Закрыв вход в балаган, Иван Вербов включал патефон и, пока издавала визгливые звуки треснутая пластинка, вытаскивал за хвост своего тощего, еле живого льва, ставил его на задние лапы, боролся с ним, совал голову в пасть и, наконец, валил его на пол. Лев при этом растягивался так, что напоминал львиную шкуру, которую кладут вместо ковра. Но рычала эта шкура грозно, потому что хотела есть, а сожрать кудлатую голову Вербова брезговала, боясь отравиться алкоголем. Базарные торговки и крестьянки в ужасе замирали, когда лев рычал, и даже ходили на несколько сеансов подряд, надеясь увидеть, как лев откусит башку дрессировщику. Эти бабы распространяли по всему базару слухи о грозном и голодном льве Султане и храбрости Ивана Вербова.
Слухам, а заодно и репутации Вербова, положила конец женщина с Инвалидной улицы, жена его брата — Ента Шильдкрот. Чтобы спасти честь своей семьи, она решилась на безумное дело. Купила у Вербова билет, прошла в балаган и, когда он выпустил из клетки льва, громко заявила при публике, что лев так слаб от голода и истощения, что она, женщина, может с ним бороться. И потребовала, чтоб Вербов пустил ее за решетку.
Вербов испугался, и первый раз люди видели его красную рожу бледной. Ента рвалась за решетку, а он просил ее одуматься, потому что лев действительно голоден и незнакомого человека порвет на куски. На шум и крики собрался весь базар. Мужчины шли на пари: съест лев Енту или нет? Вербов умолял ее идти домой, грозился позвать милицию, а она в ответ заявила, что милиция арестует его, как жулика. Это было уже слишком, и Вербов распахнул дверь в решетке.
Лев Султан, почуяв чужого, грозно заревел и разинул пасть. Все замерли, а у Вербова затряслись руки.

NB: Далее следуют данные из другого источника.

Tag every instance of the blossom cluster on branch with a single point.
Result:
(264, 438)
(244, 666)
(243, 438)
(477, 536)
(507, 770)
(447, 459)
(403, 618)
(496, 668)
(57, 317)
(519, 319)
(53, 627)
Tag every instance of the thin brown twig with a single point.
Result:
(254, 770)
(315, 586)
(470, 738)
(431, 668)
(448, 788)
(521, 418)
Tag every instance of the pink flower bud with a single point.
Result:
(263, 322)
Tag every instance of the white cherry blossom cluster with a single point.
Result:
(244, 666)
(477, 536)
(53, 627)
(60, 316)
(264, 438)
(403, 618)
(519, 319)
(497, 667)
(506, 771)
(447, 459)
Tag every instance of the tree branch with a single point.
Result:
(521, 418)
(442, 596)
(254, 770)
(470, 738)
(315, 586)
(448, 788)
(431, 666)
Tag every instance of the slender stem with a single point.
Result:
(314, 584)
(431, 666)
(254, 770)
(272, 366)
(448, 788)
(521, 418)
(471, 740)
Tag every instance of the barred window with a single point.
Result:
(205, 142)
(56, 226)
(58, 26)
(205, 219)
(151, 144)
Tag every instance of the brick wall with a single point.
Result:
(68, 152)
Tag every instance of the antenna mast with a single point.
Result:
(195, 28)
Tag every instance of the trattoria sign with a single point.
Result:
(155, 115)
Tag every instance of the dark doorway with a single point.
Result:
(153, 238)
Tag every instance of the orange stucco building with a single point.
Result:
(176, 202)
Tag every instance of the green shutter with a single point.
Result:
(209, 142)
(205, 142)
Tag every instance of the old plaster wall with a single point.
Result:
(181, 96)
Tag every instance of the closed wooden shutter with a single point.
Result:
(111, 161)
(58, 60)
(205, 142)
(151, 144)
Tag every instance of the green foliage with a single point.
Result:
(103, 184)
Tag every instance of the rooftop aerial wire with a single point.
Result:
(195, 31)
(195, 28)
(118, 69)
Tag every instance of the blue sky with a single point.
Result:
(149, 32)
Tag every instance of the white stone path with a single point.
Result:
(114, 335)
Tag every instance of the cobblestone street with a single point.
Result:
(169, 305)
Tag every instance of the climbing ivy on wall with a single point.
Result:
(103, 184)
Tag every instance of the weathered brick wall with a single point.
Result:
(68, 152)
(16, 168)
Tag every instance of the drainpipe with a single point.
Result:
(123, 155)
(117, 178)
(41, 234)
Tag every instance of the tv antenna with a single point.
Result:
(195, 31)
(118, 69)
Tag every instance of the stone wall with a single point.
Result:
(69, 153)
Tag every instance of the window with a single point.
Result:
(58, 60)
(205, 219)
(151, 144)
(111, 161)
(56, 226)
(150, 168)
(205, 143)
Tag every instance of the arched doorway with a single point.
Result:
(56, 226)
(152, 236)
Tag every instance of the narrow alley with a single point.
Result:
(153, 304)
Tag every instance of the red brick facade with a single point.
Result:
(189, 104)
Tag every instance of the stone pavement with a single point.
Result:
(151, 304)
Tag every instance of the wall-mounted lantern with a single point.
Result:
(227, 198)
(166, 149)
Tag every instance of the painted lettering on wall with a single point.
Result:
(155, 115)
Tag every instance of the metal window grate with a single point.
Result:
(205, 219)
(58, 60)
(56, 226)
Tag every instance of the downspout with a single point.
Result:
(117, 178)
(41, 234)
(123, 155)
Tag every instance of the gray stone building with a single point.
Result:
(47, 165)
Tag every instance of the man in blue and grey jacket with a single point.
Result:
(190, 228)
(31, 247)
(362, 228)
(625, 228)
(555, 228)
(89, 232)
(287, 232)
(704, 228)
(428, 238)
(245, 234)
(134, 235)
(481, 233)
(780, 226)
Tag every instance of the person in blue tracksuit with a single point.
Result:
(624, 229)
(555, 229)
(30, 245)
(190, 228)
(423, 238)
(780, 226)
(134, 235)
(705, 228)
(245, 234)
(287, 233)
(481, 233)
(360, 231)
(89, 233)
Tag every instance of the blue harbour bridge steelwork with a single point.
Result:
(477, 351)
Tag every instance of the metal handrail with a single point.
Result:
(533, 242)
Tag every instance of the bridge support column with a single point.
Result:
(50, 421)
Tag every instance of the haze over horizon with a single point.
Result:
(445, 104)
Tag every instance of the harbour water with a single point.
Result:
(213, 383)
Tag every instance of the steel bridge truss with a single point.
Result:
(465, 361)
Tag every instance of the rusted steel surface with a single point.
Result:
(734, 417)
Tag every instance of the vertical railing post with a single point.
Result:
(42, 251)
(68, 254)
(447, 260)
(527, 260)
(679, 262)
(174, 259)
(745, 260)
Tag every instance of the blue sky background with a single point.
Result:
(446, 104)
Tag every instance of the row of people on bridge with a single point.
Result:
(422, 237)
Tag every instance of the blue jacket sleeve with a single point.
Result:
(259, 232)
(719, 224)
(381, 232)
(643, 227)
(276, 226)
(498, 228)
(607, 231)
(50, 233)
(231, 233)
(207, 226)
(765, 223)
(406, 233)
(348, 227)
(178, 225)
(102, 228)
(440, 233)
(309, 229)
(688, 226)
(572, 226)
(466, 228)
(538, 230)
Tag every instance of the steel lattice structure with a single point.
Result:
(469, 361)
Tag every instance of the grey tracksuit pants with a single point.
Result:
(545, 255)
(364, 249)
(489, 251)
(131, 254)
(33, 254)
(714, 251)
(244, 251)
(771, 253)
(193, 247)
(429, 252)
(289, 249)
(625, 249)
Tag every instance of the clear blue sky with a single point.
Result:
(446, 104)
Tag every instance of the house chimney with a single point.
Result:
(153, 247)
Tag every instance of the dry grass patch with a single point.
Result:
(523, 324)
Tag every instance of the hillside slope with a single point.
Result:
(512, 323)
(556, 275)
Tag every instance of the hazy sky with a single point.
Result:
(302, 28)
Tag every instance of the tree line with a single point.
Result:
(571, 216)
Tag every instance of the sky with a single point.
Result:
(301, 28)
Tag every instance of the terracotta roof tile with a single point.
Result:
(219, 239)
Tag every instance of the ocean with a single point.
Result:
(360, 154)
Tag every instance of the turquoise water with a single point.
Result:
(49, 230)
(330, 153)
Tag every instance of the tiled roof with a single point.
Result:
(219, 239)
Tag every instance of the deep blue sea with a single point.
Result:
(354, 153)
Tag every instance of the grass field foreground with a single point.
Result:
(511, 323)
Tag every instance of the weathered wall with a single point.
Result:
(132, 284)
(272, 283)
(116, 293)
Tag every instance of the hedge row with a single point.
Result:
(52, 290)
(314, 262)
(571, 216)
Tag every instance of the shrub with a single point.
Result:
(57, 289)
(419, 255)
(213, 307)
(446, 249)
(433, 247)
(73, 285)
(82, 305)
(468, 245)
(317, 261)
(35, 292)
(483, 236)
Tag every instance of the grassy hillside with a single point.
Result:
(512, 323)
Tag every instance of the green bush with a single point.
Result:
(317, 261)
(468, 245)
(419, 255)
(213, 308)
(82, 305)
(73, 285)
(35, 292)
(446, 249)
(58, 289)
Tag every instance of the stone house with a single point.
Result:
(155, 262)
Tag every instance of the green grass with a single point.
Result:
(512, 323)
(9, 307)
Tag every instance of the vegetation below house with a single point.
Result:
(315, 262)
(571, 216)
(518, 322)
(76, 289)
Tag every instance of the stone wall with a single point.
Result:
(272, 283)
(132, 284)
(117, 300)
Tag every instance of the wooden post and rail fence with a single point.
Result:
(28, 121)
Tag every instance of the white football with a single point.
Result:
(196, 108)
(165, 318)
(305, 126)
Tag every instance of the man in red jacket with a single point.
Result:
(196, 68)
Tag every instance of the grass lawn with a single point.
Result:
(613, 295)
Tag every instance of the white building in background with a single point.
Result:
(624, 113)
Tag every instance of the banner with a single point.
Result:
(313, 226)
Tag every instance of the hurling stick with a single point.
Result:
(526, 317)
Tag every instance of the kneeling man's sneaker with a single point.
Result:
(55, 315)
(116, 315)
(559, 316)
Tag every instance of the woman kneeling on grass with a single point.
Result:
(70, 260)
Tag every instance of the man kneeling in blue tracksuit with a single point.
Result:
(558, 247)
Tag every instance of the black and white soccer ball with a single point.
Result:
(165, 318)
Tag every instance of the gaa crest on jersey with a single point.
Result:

Ента Шильдкрот прошла за решетку, положила руку на львиную гриву, слегка толкнула Султана, и он лег, растянувшись, как ковер.
Ночью Иван Вербов скрылся из города, даже не захватив с собой льва и не уплатив за гостиницу. Султана забрали в зверинец, и он, откормившись, стал со временем похож на царя зверей. В гостиницу внес деньги Меир Шильдкрот, чтоб отстоять честь семьи.
Ента, когда ее потом расспрашивали, как она решилась на такой отважный поступок, отвечала, что каждый советский человек на ее месте поступил бы так же, и люди понимали, что, кроме всего прочего, она регулярно читает газеты и наизусть знает достойный советский ответ.